You can see the top of my tripod in front of the tent. A tripod is invaluable for taking photos of your jewelry as you will probably use very slow shutters speeds. You shouldn’t hand hold your camera if the shutter speed is slower than the length of the lens. In other words, if you are using a 50mm lens then you should use a tripod for speeds of 1/50th of a second or slower.
The tent diffuses the light so you don’t end up with glaring hot spots on your jewelry. I have been using a gradient paper background but have found that this type of paper scratches very easily. I noticed in some professional jewelry photographs that the background is gradient and reflective so I wonder if that is some sort of glass or plexi-glass background. In my next round of experiments, I want to try using fabric as a background.
So, a lot of my jewelry photography has been trial and error, seeing what works and what doesn’t. The website Etsy has been an invaluable resource for me to look at jewelry photographs and see what kinds of shots I like and what doesn’t work. I have learned that there are a lot of jewelry photographs out there that are just too dark, including a lot that are presently on my website. Before I purchased my light tent, I took outside shots and also used a rubbermaid container for indoor shots.
For taking professional looking photographs of your jewelry or artwork, I highly recommend finding a way to diffuse your lights and using a tripod. A camera with a macro lens and a timer is also very valuable.
Have fun experimenting!
Thanks for the tips.
I have seen the tents, but did not know anyone that actually used them. I really appreciate your sharing.
I have one too, but haven’t used it yet as I had the same problem of the lights not shining enough into the cube…now I can try hand holding them…thanks!
Great idea, Karen, putting the lights on top of the cube…I haven’t tried that. I recently got a very small (12″ sq.) light cube, since I really don’t need my huge 30″ sq. one for most of my shots. The small cube is a lot easier to illuminate. Most of my photos so far are of raw canes. The colors and detail show up quite well in the photos. Canes, however, are a lot easier to photograph than jewelry! I have not attempted to photograph jewelry with the small tent yet. I agree that a tripod is a must. A timer is a good idea too, I’ll have to give it a try once I figure out how to use it.
Good jewelry photography has a steep learning curve, that’s for sure!
You’re quite welcome, Brenda. A light tent is the best thing I’ve used for diffusing the light.
Yes, Bobbi, putting the lights on the top of the cube made a huge difference. If you don’t have any dome lights yet, I think you can get them at Home Depot or Lowe’s and then fit them with a full spectrum bulb.
Great idea Dora, about the smaller cube. I got one as part of my kit and hadn’t opened it yet. I’ll have to start experimenting with that, too! Using the timer on your camera is a good idea when using slow shutter speeds. I have a timer button by the lens on my Nikon. You just press it to activate the timer mode and then press the shutter to start the countdown.
At the minute I sometimes use tracing paper taped over two Ott lights to diffuse certain photos. I only have a point and shoot digital camera though.

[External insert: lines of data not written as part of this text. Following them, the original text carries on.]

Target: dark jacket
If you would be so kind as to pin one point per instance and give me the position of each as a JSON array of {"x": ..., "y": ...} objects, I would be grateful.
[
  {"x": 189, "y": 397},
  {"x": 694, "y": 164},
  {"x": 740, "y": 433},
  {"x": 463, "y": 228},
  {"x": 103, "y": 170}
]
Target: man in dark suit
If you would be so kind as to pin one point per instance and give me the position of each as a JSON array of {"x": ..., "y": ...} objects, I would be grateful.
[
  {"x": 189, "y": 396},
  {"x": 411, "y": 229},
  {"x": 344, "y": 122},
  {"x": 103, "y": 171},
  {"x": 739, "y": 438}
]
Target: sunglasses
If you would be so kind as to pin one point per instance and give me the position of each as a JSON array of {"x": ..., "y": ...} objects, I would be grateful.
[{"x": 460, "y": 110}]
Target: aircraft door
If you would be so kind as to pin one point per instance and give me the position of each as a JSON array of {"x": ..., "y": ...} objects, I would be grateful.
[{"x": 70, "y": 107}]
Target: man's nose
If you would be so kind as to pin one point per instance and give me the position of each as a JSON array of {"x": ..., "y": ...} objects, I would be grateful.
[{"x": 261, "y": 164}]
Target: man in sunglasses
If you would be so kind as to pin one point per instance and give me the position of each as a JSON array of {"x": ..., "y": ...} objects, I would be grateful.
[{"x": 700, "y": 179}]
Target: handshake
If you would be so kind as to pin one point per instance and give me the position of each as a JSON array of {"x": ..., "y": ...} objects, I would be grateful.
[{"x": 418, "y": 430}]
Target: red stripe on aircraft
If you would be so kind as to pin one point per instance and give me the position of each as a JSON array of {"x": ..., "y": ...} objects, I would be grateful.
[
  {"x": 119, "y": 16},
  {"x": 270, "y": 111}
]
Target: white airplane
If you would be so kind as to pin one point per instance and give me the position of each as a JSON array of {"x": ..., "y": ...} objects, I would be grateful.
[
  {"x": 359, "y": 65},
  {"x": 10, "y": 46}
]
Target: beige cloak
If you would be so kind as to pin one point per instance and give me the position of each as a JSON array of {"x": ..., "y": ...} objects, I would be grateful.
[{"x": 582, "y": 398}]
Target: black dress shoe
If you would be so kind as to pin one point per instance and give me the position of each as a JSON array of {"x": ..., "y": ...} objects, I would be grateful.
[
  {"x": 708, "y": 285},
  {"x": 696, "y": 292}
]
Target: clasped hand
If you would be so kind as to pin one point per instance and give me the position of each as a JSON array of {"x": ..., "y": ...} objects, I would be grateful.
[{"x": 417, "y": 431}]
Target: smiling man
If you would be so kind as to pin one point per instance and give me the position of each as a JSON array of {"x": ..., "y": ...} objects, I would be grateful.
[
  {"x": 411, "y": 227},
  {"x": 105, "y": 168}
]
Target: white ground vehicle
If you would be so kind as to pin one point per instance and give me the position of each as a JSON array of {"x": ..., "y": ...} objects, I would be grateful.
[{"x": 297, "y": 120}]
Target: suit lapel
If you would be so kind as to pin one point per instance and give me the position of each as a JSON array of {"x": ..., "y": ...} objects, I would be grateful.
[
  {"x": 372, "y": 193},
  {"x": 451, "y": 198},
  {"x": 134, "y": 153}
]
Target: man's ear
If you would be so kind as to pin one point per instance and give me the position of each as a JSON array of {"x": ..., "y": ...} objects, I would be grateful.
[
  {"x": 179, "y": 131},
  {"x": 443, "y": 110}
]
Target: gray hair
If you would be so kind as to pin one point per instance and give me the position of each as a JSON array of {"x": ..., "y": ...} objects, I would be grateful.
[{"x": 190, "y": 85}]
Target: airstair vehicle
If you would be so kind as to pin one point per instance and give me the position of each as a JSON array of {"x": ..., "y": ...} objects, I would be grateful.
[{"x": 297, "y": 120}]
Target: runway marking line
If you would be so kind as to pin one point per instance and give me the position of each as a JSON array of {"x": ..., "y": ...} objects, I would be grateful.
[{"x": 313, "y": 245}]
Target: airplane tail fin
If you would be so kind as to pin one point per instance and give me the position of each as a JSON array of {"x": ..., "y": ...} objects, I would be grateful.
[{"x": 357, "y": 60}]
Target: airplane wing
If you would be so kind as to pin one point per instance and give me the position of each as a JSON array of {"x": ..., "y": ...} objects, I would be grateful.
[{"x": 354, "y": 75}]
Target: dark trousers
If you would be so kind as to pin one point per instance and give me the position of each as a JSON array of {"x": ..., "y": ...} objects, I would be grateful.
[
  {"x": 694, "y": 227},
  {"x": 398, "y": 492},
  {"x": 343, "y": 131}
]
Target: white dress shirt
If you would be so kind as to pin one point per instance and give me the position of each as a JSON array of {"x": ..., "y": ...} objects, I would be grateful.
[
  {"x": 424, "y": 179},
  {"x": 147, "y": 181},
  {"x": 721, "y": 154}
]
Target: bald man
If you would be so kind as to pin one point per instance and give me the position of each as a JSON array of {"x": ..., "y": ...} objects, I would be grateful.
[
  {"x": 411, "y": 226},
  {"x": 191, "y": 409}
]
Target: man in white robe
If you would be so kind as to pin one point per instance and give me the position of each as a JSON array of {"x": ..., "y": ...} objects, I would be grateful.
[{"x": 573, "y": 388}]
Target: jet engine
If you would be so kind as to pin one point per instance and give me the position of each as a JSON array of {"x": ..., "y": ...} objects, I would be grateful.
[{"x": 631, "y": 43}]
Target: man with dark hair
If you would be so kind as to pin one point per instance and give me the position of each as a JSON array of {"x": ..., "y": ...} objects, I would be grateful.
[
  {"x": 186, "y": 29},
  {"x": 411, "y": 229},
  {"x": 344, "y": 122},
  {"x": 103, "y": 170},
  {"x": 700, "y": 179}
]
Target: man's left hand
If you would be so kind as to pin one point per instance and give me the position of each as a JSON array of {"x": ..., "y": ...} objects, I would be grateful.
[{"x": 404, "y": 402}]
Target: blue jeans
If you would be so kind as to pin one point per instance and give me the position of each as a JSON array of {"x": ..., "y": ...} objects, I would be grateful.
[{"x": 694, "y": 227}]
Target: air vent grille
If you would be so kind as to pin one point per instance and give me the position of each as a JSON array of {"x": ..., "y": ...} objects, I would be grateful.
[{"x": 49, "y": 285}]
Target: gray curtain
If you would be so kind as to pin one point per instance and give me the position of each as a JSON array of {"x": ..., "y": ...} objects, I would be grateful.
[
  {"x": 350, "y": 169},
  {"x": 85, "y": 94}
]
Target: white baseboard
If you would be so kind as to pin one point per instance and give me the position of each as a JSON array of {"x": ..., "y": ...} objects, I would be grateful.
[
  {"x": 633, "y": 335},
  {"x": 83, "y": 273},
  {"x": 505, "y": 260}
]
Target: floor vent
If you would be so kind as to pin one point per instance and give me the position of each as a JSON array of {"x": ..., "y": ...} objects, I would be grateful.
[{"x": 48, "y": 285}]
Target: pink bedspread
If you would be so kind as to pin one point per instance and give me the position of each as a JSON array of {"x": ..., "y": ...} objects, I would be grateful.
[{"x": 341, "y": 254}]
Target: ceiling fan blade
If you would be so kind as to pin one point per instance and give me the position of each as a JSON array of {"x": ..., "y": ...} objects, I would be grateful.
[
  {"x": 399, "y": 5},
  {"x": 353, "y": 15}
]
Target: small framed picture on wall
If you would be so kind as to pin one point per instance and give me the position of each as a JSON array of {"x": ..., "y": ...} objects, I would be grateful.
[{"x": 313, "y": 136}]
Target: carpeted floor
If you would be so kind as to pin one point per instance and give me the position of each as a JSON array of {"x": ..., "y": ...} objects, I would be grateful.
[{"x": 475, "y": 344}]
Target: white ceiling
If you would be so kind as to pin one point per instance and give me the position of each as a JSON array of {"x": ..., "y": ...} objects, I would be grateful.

I had planned to buy one of the gradient sheets at the camera store, so your comments on scratching were interesting. I bought a book called “Photographing Arts, Crafts & Collectibles” by Steve Meltzer that ahs some good tips.
Thanks for visiting and commenting, JJ. I store the gradient paper in a plastic sleeve and am very careful with it so I’m not sure where the scratching came from. It does show up big-time in the photos though and I have to then spend more time in Photoshop touching up.
That book sounds great, I’ll have to look for it.